Ariel even understood Sen Setaris and the policy under which she had delegated the assignment.
But her own motives for going along with it?
"Until two hours ago I didn't know," she said. "Then I saw the enemy. " When they arrived at the embassy, Ariel summoned an extra security team to escort Wenithal and Tresha to separate apartments. "I want someone watching them full-time, highest level surveillance."
She went directly to her own apartment, then.
"Any messages, Jennie?" Ariel asked.
"Thales requests that you check in as soon as possible. "

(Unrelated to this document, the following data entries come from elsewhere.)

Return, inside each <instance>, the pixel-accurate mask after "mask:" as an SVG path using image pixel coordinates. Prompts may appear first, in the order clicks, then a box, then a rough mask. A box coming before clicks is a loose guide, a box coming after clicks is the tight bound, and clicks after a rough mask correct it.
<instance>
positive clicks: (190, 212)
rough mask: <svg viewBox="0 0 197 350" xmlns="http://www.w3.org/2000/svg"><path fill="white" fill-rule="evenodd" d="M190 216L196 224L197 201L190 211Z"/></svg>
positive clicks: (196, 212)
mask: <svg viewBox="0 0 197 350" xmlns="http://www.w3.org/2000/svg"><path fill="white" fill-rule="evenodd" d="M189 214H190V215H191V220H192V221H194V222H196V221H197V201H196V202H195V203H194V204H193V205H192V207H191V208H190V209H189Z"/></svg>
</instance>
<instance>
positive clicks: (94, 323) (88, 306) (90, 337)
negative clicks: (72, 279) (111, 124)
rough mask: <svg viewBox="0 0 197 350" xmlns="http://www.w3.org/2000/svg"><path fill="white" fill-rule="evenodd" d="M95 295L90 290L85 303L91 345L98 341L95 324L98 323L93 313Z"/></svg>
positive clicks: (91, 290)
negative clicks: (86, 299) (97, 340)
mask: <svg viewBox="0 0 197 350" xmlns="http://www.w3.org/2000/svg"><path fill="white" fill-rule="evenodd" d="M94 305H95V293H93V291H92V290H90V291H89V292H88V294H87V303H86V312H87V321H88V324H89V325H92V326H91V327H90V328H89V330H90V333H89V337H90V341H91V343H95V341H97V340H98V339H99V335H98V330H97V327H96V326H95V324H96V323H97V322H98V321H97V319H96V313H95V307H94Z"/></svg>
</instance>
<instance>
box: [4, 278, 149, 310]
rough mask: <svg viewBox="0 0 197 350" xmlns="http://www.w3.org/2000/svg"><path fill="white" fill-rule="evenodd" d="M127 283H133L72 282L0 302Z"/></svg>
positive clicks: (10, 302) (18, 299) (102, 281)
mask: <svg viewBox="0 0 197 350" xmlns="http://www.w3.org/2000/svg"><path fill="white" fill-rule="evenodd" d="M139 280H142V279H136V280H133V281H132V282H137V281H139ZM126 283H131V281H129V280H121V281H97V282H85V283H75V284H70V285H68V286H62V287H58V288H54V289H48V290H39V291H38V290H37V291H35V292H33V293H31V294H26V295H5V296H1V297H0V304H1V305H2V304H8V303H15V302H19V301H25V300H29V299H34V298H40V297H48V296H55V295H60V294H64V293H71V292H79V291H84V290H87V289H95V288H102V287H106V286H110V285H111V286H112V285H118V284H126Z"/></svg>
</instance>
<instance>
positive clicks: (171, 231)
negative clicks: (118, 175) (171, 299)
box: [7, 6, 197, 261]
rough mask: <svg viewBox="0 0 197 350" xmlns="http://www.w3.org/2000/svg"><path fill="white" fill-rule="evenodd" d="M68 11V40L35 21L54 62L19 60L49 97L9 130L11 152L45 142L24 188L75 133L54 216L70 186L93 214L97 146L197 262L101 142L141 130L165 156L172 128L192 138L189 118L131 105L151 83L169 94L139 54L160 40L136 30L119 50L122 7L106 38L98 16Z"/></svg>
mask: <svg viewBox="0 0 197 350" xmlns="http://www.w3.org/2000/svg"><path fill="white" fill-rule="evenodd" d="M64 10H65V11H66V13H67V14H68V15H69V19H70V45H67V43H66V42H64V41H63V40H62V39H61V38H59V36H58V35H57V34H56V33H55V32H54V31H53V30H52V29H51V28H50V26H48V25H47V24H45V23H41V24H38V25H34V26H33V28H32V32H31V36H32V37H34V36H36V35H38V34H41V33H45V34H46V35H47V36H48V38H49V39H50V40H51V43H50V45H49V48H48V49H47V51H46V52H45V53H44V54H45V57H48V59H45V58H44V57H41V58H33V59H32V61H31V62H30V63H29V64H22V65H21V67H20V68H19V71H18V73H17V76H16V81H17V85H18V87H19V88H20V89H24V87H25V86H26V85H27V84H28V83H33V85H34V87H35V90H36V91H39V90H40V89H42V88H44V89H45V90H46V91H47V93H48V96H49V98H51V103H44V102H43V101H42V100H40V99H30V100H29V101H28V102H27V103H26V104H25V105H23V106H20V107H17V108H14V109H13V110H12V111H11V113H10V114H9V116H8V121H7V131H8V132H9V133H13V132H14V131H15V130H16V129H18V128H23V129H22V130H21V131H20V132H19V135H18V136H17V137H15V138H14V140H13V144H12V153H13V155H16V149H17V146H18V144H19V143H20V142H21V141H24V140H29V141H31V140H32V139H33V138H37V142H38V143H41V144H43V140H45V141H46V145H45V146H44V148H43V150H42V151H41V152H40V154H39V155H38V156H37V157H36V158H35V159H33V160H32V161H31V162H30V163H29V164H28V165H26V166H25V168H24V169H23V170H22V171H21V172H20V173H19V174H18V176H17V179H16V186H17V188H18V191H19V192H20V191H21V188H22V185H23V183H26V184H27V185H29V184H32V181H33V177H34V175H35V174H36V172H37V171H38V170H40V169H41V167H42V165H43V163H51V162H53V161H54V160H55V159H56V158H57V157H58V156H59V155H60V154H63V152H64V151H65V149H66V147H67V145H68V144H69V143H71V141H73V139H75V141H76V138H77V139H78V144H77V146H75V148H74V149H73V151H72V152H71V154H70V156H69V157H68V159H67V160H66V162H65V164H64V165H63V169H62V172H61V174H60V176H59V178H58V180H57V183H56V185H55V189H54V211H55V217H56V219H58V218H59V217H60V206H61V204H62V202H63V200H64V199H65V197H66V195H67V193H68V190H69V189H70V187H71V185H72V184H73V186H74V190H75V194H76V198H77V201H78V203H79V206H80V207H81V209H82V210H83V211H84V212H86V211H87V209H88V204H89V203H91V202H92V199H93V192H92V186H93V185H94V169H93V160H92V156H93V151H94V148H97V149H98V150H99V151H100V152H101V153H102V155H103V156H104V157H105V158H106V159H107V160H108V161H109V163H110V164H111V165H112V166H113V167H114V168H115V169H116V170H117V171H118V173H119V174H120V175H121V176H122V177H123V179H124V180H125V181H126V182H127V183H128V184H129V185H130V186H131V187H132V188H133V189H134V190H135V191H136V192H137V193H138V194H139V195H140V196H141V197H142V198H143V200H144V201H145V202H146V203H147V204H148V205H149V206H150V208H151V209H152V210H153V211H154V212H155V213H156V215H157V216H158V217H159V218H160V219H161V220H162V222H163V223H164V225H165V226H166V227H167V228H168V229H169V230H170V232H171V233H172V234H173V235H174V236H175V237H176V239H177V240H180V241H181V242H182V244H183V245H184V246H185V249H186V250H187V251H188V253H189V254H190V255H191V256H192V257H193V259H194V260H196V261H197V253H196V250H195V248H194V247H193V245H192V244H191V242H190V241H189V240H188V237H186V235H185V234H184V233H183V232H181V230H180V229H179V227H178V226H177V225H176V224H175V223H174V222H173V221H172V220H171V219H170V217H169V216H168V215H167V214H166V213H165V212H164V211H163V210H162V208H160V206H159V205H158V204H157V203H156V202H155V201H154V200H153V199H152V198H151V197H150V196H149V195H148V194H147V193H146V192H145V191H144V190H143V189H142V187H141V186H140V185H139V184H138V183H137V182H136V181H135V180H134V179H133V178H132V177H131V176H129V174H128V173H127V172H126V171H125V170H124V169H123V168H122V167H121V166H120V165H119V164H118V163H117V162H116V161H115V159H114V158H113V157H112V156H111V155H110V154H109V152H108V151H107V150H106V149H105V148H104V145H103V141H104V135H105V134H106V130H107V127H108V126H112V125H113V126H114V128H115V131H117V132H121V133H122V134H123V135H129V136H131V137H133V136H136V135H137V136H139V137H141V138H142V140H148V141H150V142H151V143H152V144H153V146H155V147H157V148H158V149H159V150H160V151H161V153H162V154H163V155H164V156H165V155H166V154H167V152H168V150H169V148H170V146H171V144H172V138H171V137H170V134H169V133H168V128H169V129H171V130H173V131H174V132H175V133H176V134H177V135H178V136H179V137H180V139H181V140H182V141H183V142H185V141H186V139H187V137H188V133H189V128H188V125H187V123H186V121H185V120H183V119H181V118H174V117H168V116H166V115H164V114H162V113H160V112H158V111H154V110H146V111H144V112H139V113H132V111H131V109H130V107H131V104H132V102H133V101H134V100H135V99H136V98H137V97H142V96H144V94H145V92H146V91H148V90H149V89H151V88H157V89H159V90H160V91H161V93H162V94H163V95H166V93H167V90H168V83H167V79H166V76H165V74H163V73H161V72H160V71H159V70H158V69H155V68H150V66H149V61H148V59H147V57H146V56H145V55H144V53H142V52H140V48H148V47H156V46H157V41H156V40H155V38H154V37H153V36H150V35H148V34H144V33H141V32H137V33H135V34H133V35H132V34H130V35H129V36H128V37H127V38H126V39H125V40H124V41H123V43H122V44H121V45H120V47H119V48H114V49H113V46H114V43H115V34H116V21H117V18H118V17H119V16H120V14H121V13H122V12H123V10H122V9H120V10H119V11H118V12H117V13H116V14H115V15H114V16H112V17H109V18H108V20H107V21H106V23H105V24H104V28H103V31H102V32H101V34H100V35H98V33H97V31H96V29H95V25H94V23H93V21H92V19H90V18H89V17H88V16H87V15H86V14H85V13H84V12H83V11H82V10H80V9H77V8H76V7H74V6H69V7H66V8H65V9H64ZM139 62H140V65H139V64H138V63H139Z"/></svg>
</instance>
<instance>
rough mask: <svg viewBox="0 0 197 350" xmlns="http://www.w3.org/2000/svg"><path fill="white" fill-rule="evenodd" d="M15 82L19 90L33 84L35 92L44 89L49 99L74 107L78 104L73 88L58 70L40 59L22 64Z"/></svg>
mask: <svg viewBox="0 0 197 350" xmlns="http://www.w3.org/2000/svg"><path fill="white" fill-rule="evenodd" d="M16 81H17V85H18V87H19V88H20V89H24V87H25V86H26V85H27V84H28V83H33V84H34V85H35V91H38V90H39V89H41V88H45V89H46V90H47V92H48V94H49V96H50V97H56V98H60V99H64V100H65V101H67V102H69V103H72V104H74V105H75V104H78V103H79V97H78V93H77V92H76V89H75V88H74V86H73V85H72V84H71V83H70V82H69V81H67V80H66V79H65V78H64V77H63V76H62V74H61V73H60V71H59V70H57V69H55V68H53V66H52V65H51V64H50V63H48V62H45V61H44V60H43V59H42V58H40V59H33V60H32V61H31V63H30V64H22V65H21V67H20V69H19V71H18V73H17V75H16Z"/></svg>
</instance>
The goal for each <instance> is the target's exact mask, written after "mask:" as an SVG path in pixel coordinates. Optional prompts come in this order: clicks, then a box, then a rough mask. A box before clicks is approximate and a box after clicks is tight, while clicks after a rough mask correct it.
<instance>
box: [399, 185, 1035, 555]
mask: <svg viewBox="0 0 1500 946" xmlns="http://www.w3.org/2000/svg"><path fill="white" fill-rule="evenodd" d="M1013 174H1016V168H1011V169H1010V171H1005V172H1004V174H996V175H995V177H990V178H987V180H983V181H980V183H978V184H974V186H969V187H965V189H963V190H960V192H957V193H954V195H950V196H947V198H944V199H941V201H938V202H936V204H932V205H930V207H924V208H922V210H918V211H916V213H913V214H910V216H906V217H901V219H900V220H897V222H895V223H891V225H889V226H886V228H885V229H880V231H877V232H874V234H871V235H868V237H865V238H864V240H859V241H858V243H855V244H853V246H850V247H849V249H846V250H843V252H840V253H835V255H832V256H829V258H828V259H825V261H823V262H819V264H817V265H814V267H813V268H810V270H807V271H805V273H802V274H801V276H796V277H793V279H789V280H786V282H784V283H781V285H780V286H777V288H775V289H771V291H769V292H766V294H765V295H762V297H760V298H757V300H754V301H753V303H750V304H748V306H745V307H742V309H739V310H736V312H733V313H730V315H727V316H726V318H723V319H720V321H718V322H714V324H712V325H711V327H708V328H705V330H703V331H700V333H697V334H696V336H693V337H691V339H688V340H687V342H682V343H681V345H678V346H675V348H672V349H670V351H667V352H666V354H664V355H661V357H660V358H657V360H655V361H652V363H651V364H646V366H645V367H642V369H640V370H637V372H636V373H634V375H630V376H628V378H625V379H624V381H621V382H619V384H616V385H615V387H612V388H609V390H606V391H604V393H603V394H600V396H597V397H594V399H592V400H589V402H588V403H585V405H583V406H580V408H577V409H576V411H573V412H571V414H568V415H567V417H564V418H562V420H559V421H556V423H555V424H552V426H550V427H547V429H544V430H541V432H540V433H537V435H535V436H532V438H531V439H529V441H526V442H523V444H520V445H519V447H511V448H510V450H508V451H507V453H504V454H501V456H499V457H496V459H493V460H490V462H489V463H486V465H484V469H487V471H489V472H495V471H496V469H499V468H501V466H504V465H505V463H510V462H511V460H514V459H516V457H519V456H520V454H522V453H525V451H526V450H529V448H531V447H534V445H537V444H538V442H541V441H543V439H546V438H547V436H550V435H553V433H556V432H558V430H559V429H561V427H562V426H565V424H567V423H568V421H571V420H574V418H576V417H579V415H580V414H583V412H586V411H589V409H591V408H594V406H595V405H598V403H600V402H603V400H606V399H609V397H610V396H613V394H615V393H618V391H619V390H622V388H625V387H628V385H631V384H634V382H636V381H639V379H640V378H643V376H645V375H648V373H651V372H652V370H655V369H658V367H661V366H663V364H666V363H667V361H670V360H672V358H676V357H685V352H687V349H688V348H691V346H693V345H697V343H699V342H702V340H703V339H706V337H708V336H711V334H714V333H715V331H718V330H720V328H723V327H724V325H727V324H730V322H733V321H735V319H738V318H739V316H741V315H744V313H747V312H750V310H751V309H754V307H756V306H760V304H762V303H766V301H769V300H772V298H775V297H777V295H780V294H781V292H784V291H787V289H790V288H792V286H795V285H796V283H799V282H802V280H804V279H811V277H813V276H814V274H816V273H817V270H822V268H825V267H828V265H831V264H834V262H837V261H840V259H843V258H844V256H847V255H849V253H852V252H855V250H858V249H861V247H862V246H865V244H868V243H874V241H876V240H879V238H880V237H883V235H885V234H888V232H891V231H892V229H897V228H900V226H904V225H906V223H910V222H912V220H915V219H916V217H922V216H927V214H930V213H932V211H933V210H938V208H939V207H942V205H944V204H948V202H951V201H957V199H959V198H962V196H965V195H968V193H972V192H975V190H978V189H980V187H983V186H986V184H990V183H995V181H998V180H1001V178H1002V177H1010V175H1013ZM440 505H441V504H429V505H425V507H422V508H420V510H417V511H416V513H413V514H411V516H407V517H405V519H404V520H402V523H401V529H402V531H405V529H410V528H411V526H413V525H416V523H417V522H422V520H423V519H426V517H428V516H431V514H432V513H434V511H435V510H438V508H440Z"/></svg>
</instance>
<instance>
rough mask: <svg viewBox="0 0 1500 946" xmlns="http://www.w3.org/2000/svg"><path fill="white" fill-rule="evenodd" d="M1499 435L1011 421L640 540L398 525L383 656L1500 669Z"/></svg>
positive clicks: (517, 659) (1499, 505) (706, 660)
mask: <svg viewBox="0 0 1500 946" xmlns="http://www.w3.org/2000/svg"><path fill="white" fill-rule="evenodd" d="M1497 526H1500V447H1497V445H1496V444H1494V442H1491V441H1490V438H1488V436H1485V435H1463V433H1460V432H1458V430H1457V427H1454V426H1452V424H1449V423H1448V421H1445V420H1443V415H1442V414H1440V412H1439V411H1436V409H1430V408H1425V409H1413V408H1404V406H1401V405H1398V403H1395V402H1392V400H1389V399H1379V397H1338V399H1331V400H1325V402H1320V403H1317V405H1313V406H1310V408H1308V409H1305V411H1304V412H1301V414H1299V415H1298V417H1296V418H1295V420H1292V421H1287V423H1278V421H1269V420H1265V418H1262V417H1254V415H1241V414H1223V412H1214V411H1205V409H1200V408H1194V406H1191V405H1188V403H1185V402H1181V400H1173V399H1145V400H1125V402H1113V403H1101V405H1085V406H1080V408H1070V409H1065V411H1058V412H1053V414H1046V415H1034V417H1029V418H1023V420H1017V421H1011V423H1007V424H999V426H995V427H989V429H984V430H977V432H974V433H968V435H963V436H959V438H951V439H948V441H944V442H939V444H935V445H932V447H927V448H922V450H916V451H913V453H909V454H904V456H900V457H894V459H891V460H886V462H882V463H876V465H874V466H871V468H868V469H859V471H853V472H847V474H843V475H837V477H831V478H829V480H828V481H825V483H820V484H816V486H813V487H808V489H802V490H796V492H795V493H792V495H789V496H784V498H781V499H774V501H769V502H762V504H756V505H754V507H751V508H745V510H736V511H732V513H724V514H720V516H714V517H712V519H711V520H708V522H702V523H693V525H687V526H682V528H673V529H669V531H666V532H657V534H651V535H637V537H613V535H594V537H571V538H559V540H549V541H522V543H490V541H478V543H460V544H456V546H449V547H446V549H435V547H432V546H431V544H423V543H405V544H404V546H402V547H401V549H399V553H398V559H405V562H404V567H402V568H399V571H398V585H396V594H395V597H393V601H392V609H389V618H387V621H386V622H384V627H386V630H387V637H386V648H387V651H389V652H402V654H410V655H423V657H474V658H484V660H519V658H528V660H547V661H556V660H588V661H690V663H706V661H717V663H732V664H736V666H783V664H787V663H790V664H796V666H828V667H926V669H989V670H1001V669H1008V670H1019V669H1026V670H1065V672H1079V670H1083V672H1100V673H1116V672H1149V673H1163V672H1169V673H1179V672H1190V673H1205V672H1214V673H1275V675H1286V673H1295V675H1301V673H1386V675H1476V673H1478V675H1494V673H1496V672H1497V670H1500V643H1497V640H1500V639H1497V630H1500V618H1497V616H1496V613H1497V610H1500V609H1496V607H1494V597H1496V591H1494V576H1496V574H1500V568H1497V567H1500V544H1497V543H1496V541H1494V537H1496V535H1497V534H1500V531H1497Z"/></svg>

"Thank you, Jennie." She tapped a code for the embassy security office. "I want an ID run, please. There is a woman just installed in the secure apartments calling herself Jeta Fromm. Verify. Check against records for a woman named Tresha, last name unknown."
As she stepped into the corridor, she felt a brief wave of weariness. She had been going for too long a stretch without more than ten minutes' sleep. Ariel shrugged it off and headed to Derec
's apartment.
"Thales, do you have something for me?" she asked as she entered Derec's workspace.
"A number of items, Ariel. I have completed the recovery from the subject. Derec and Hofton have already viewed the relevant memories."
Ariel's pulse quickened. She sat down. "Then show me."
Ariel watched the entire episode, from the point where Nyom Looms confronted the dockworker to the point when collapse occurred after the murders of all the baleys. She did not move when it was done, staring at the screen. She felt warm, and a distant anger she knew would only grow with time.
"Do you wish to review any part of the material, Ariel?" Thales finally asked.
"No. Where's Derec?"
"In custody. The TBI have intervened and assumed authority over the investigation on Kopernik."
Ariel stood. "Wait." She went to Derec's bathroom and found a container of stim pills. She swallowed two and returned to Thales. "All right, Thales, tell me what's happened. " She took the embassy shunt to Setaris's offices.
Unexpectedly, Ambassador Setaris was in.
"Come in, Ariel, come in," Setaris said as Ariel walked in. "My door is always open for interesting people, and you've been so very interesting lately. "
Setaris sat behind her desk, gazing at the subetheric. Ariel glanced at it and saw Jonis Taprin speaking to a reporter in a formal interview setting. The sound was off.
"Derec Avery is in custody," Setaris said. "The TBI have seized control of Kopernik security from Chief Sipha Palen and are making very loud noises about security leaks and subversion. I have a protest filed from Ambassador Chassik demanding you be censured and dismissed from all embassy duties, pending an investigation of your fitness for executive responsibilities." She gestured at the subetheric. "Senator Taprin has been making very obnoxious noises about the treaties concerning our embassy missions. What did you do to him, Ariel? He's been almost shrill about reviewing Spacer presence on Earth."
"Nothing recently."
Setaris smiled wanly. "It's been a very long day. You've been excessively diligent in your assignment."
"Why is Derec in custody?"
"The TBI said something about evidence tampering and hindering an investigation. It's the sort of charge they make when they don't know what really has them angry. You two have stirred up a lot of trouble."